Duruşma sonrası İstanbul Adalet Sarayı önünde basın mensuplarına açıklama yapan CHP Genel Başkan Yardımcısı Sezgin Tanrıkulu, “ Rıza Sarraf benim şahsımla ilgili 14 ayrı soru önergesinden dolayı toplam 70 bin liralık tazminat davası açmıştı. Bira önce yargılanma yapıldı ve mahkeme reddine karar verdi. Ben halk adına soru önergeleriyle denetleme yapmıştım. Rıza Sarraf'ın hükümet ve bakanlarla bir çok ilişkisi basına yansımıştı. Soru önergeleri ile bu ilişkilerin doğru olup olmadığını sormuştum. Ancak kendisinin şahsına yönelik bir hakaret yoktu. Fakat dava açmıştı, ama bu dava reddedildi" dedi.
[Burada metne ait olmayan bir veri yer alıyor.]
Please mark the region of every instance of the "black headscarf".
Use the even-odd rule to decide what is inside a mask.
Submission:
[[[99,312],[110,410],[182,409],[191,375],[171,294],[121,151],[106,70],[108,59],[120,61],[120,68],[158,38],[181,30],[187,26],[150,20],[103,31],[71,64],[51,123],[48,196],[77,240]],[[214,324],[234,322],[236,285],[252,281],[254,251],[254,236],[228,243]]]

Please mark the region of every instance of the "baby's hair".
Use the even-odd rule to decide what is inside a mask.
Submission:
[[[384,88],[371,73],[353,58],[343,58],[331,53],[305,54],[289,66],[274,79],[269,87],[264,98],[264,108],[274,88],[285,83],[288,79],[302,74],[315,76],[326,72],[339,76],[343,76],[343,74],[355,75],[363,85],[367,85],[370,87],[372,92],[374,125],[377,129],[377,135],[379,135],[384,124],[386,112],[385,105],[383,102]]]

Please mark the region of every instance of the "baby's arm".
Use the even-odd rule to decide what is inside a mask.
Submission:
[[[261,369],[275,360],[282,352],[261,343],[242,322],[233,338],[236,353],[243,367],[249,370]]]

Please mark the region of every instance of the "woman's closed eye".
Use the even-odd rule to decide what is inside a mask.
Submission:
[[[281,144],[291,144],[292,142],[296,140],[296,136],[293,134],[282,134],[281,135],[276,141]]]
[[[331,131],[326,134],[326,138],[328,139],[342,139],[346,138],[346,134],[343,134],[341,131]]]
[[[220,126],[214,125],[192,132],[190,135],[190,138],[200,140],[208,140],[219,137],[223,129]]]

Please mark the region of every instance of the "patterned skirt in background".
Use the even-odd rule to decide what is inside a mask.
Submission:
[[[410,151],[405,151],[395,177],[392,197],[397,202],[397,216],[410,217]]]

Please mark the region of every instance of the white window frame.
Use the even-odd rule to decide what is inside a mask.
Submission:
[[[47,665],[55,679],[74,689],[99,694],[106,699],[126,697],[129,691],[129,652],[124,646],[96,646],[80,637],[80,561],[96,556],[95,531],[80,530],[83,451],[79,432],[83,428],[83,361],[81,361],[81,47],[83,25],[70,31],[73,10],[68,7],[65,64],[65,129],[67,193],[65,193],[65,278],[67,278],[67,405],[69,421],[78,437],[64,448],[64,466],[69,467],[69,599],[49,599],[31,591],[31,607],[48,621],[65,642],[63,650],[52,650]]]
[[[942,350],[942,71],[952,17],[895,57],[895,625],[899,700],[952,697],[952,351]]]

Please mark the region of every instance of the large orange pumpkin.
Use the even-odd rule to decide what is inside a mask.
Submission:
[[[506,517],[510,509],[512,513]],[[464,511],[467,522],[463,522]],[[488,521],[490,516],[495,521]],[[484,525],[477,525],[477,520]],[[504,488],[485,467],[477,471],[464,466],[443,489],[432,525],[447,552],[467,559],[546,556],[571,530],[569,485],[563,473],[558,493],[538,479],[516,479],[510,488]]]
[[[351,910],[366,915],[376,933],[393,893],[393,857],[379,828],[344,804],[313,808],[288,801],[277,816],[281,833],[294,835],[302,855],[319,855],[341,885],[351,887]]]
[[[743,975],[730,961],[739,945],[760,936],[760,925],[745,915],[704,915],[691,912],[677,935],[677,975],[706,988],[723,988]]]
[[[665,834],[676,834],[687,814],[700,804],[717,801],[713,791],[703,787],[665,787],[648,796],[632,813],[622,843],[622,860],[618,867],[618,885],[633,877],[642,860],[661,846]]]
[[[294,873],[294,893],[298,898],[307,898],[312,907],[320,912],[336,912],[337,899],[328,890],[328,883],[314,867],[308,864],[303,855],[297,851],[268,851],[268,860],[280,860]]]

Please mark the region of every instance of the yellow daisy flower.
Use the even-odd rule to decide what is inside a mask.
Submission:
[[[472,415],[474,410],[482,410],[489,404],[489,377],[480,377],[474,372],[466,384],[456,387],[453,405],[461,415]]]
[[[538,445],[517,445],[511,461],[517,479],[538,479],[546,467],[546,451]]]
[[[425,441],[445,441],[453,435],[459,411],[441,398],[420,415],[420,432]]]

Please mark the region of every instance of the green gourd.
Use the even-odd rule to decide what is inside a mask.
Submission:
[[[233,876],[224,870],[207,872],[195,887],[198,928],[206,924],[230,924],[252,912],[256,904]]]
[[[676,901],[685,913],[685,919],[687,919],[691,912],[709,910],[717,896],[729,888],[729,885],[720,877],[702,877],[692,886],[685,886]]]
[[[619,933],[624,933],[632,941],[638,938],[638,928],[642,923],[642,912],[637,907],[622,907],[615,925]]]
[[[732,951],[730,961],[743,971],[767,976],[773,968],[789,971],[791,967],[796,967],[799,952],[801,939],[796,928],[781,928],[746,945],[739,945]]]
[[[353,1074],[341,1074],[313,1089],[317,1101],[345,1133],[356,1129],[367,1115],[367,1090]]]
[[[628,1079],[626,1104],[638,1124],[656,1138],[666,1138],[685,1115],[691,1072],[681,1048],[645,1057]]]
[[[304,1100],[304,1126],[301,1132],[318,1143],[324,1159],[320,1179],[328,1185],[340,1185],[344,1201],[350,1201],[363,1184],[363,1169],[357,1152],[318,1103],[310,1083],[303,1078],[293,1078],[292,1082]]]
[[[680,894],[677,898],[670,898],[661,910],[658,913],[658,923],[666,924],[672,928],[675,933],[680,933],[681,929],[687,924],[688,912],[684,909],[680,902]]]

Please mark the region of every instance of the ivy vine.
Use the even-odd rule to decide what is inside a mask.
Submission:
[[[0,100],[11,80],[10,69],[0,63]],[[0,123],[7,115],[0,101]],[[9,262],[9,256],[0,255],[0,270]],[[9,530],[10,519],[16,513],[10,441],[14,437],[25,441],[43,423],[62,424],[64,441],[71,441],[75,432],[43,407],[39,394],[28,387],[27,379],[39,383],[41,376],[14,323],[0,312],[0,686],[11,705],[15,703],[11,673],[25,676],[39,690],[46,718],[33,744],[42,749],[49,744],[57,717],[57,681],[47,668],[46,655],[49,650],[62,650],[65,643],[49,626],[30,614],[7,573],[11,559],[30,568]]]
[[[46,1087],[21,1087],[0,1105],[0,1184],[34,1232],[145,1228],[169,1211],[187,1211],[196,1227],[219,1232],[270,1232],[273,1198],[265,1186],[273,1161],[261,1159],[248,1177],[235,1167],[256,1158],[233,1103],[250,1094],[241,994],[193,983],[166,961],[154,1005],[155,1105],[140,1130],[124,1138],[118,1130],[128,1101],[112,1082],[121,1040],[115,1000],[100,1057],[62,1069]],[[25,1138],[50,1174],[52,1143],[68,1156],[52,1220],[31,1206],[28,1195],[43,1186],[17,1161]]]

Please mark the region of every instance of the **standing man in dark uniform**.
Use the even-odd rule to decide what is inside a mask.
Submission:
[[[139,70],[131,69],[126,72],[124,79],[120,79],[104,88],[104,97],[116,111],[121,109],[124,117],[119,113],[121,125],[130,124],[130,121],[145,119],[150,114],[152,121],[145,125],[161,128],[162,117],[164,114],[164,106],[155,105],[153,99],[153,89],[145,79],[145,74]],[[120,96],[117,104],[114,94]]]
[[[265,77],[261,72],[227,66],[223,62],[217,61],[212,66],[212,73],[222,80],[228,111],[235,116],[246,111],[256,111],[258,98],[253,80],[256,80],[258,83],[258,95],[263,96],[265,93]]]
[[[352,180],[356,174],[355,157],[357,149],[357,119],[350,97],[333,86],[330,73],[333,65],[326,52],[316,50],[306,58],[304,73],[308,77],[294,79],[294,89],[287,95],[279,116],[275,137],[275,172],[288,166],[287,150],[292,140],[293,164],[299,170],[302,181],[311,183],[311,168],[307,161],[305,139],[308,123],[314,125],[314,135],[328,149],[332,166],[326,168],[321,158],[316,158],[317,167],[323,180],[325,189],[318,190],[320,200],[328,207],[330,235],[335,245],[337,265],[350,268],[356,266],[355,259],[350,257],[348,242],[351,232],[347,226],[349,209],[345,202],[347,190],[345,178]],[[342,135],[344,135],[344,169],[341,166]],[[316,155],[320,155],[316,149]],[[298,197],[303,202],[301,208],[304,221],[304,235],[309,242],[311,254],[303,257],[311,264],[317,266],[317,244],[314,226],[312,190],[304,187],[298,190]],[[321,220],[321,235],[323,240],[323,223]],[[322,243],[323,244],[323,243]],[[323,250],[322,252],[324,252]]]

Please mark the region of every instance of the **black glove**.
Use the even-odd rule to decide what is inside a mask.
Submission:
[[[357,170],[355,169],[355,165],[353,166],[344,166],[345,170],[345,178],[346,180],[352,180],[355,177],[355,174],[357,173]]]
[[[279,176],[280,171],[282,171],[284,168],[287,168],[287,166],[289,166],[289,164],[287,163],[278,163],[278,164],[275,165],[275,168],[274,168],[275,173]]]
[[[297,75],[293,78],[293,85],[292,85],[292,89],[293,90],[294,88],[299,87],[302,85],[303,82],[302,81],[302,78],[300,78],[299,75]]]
"BİR GÜN MUTLAKA BUNLARIN HESABI SORULACAK"
Verdiği soru önergelerinin hepsinin çok önemli sorular olduğunu dile getiren Tanrıkulu, "Bir dönemi sorgulayan sorular. Yani bunlar bu adliyede zabıtlarda kalmadı, aynı zamanda bu halkın hafızasına da yansıdı. Her ne kadar bu hükümet cevap vermese de bu sorular Meclisin hafızasında var. Bir gün mutlaka bunların hesabı sorulacak" dedi.
"SORDUĞUM SORULAR..."
Tanrıkulu, "Mesela TÜRGEV ile olan ilişkilerini sormuştum. Bağışta bulunmuştu, 'bu bağışın karşılığında acaba ne almıştı, hangi rantı elde etmişti?' bunları sormuştum. Mesela eşi ile açık görüşmüştü, bu tabi gayet insani bir şeydi. Ama 'bu imtiyaz, diğer hükümlülere de verilecek mi?' diye sormuştum. Yüklü miktarda paraların AK Parti'ye aktarıldığı söyleniyor. Bunların seçim kampanyasında harcanacağı söyleniyor. Bunları sormuştum. İnanıyorum ki bir gün mutlaka bu hafıza canlanacak ve bunlardan hesap sorulacak" ifadelerinde bulundu.